Scaling laws for Large Language Models (LLMs) establish that model quality improves with computational scale, yet edge deployment imposes strict constraints on compute, memory, and power. Since General Matrix Multiplication (GEMM) accounts for up to 90\% of inference time, efficient GEMM acceleration is critical for edge AI. The Adaptive Intelligent Engines available in the AMD Versal adaptive SoCs are well suited for this task, but existing state-of-the-art (SOTA) frameworks maximize performance through spatial scaling, distributing workloads across hundreds of cores -- an approach that fails on resource-limited edge SoCs due to physical implementation failures, bandwidth saturation, and excessive resource consumption. We propose Tempus, a Resource-Invariant Temporal GEMM framework for the AMD Versal AI Edge SoC. Rather than expanding hardware resources with matrix size, Tempus employs a fixed compute block of 16 AIE-ML cores, achieving scalability through iterative graph execution and algorithmic data tiling and replication in the Programmable Logic. High-speed cascade streaming ensures low-latency partial sum reduction at Initiation Interval (II) of 1, while a deadlock-free DATAFLOW protocol maximizes transfer-compute overlap and PLIO reuse. Evaluated on GEMM workloads, Tempus achieves 607 GOPS at 10.677 W total on-chip power. By characterizing system-level efficiency through the Platform-Aware Utility (PAU) metric, we prove that Tempus achieves a 211.2x higher prominence factor than the leading spatial SOTA (ARIES). Furthermore, the framework maintains a 0.00\% utilization of URAM/DSP, yielding 22.0x core frugality, 7.1x power frugality, and a 6.3x reduction in I/O demand, establishing a sustainable, scalable foundation for edge LLM inference.
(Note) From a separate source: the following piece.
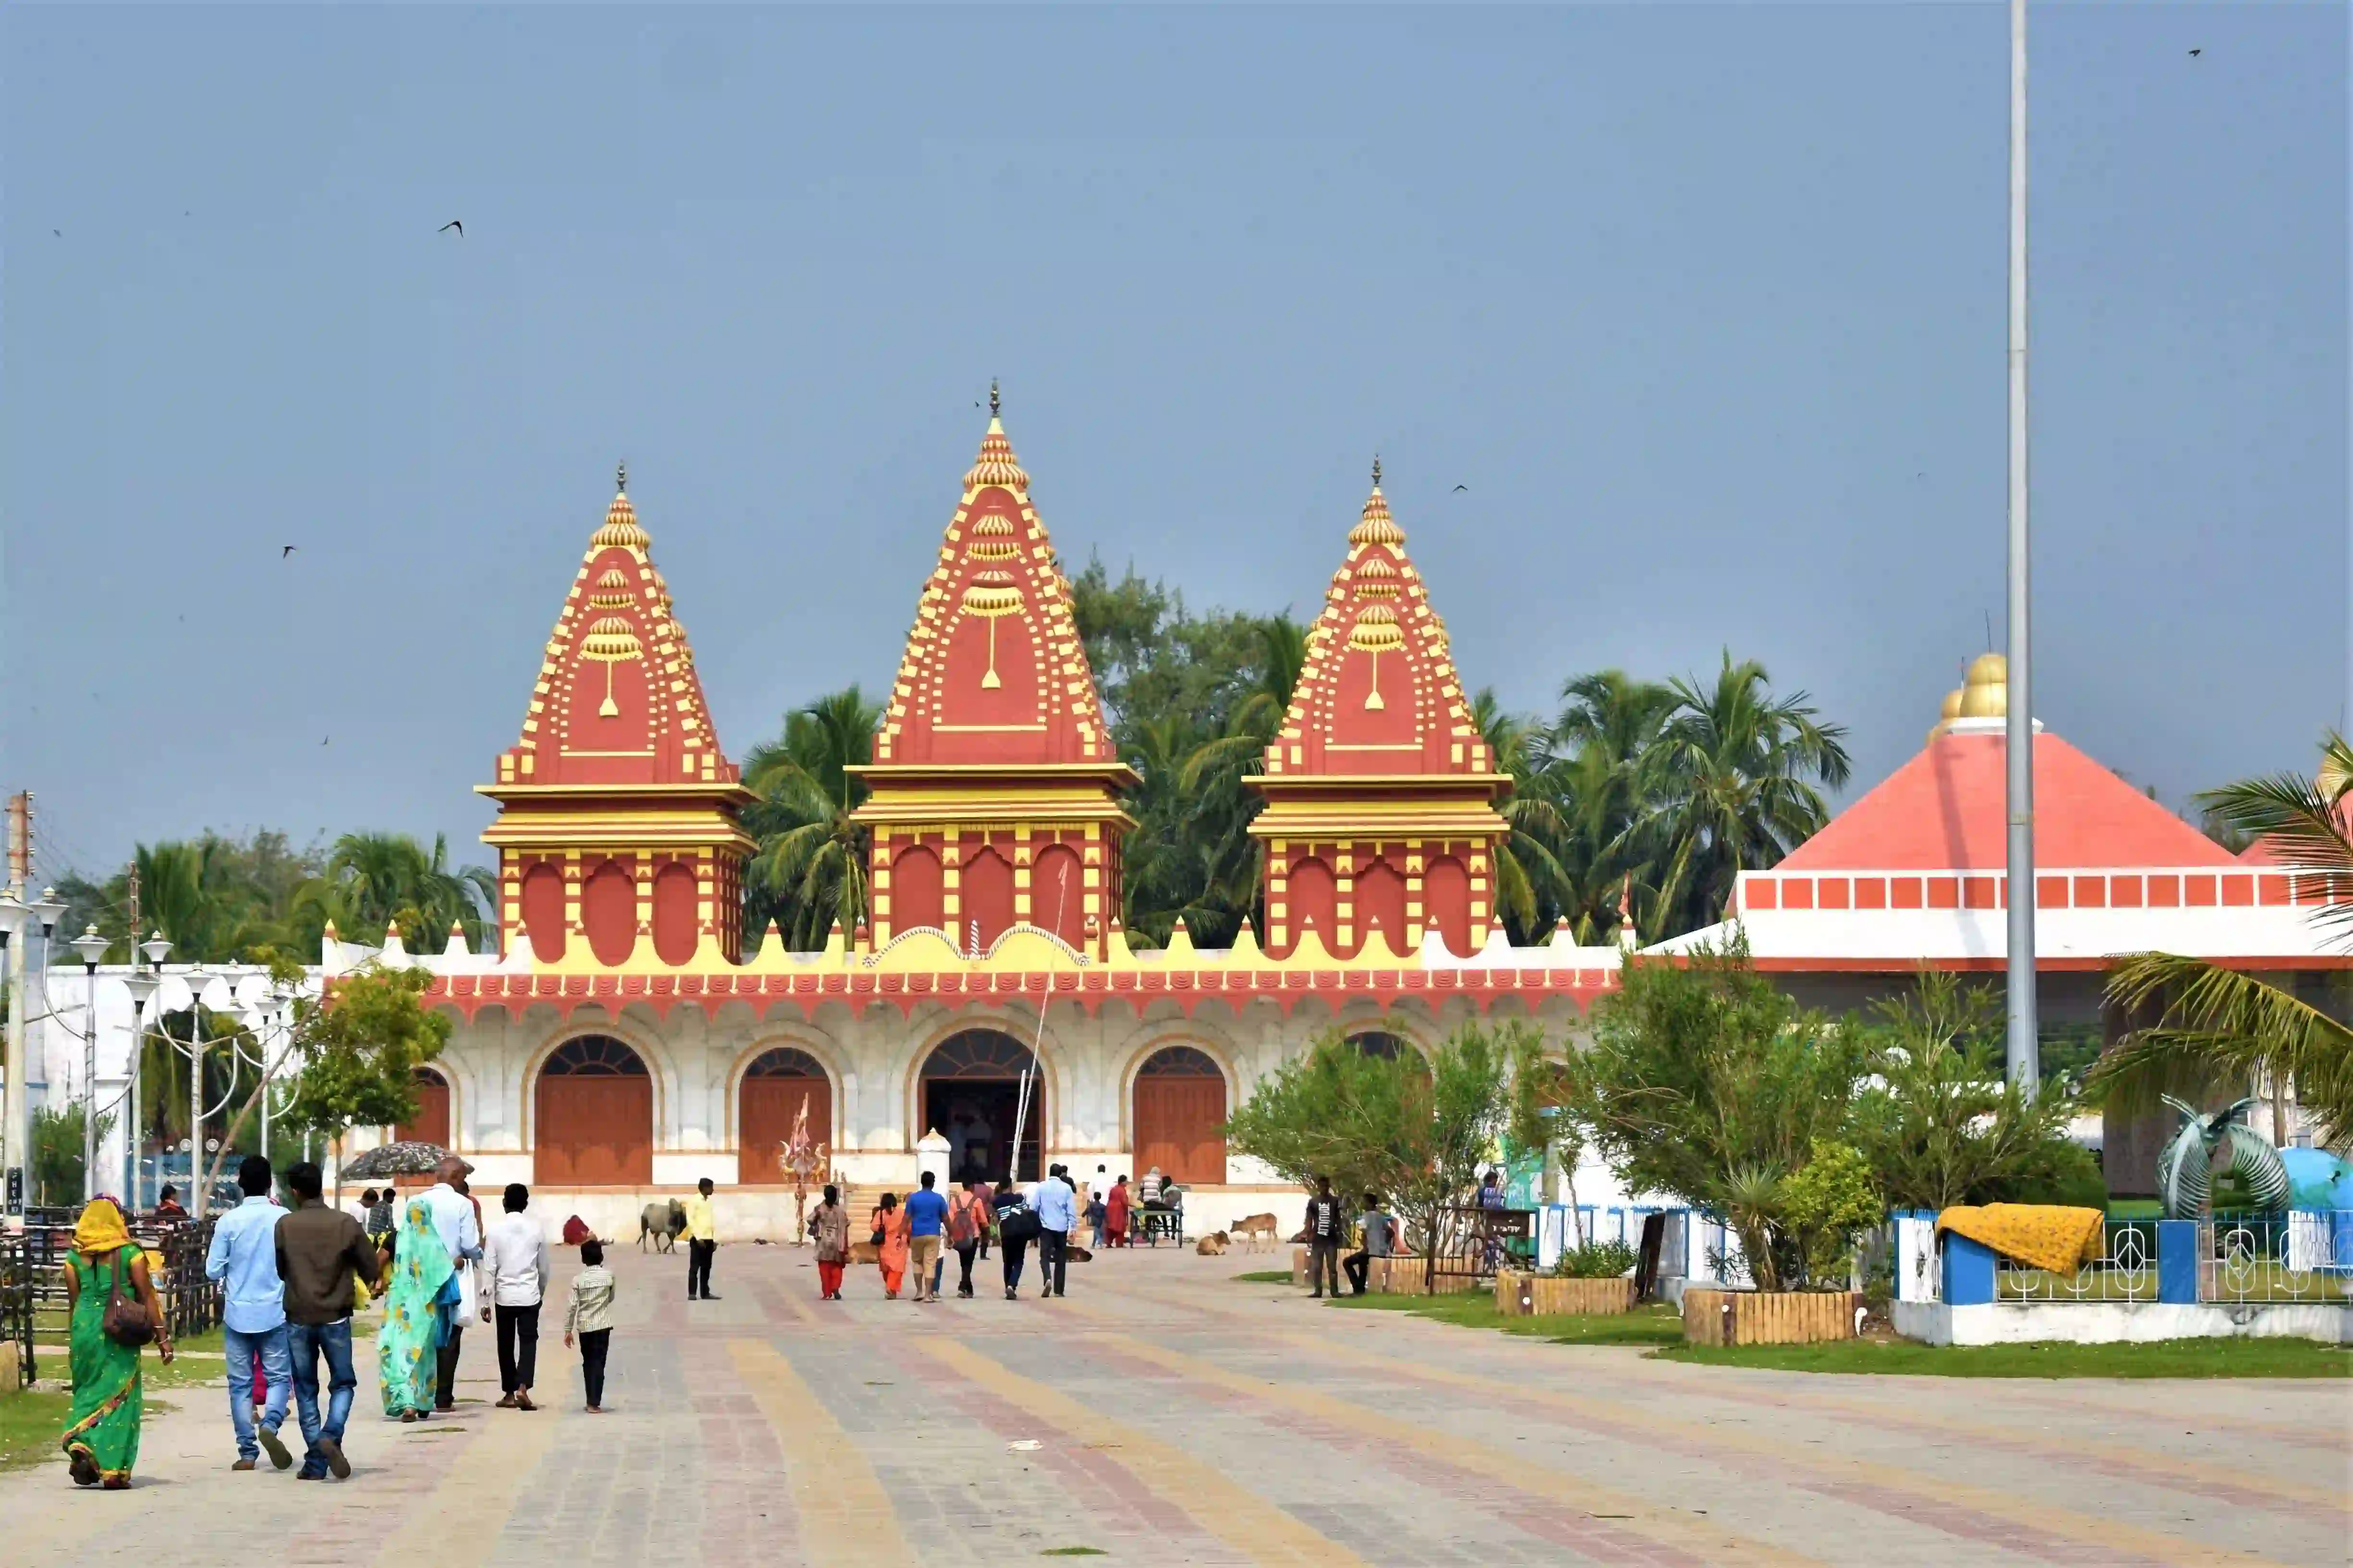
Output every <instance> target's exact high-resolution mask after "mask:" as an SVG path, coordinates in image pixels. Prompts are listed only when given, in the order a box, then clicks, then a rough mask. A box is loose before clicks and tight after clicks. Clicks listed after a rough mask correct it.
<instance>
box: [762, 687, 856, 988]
mask: <svg viewBox="0 0 2353 1568" xmlns="http://www.w3.org/2000/svg"><path fill="white" fill-rule="evenodd" d="M880 722H882V705H880V703H868V701H866V696H864V693H861V691H859V689H856V686H849V689H847V691H833V693H828V696H821V698H816V701H814V703H809V705H807V708H795V710H793V712H788V715H786V719H784V736H781V738H776V741H765V743H760V745H755V748H753V750H751V755H748V757H746V759H744V785H746V788H751V790H753V792H755V795H758V797H760V799H758V802H753V804H751V809H746V811H744V830H746V832H751V835H753V839H755V844H758V849H755V851H753V860H751V865H748V867H746V872H744V905H746V910H744V914H746V919H744V926H746V931H751V933H758V931H762V929H765V926H767V922H769V919H774V922H776V926H779V931H781V933H784V940H786V943H788V945H791V947H793V950H798V952H814V950H816V947H824V945H826V936H828V933H831V929H833V924H835V922H840V926H842V933H845V936H849V933H854V931H856V929H859V926H861V924H864V922H866V912H868V907H871V900H868V889H866V853H868V835H866V827H864V825H859V823H854V820H852V818H849V813H852V811H856V809H859V806H861V804H864V802H866V783H864V780H861V778H859V776H856V773H852V771H849V769H856V766H866V764H868V762H873V741H875V726H878V724H880Z"/></svg>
翻译：大语言模型（LLMs）的缩放定律表明模型质量随计算规模提升而提高，然而边缘部署对计算、内存和功耗施加了严格约束。由于通用矩阵乘法（GEMM）占推理时间的90%，高效的GEMM加速对边缘AI至关重要。AMD Versal自适应SoC中的自适应智能引擎非常适合此任务，但现有最先进（SOTA）框架通过空间缩放实现性能最大化，将工作负载分布在数百个核心上——这种因物理实现失败、带宽饱和及资源过度消耗，在资源受限的边缘SoC上难以奏效。我们提出Tempus，一种面向AMD Versal AI Edge SoC的资源不变时间GEMM框架。Tempus不随矩阵尺寸扩展硬件资源，而是采用固定计算块（16个AIE-ML核心），通过可编程逻辑中的迭代图执行和算法数据分块与复制实现可扩展性。高速级联流式传输在启动间隔（II）为1时实现低延迟部分和归约，无死锁DATAFLOW协议最大化传输-计算重叠和PLIO复用。在GEMM工作负载评估中，Tempus在总片上功耗10.677W下达到607 GOPS。通过平台感知效用（PAU）指标表征系统级效率，我们证明Tempus相较于领先的空间SOTA（ARIES）获得211.2倍更高的显著因子。此外，该框架的URAM/DSP利用率为0.00%，实现22.0倍核心节俭度、7.1倍功耗节俭度及6.3倍I/O需求降低，为边缘LLM推理建立可持续、可扩展的基础。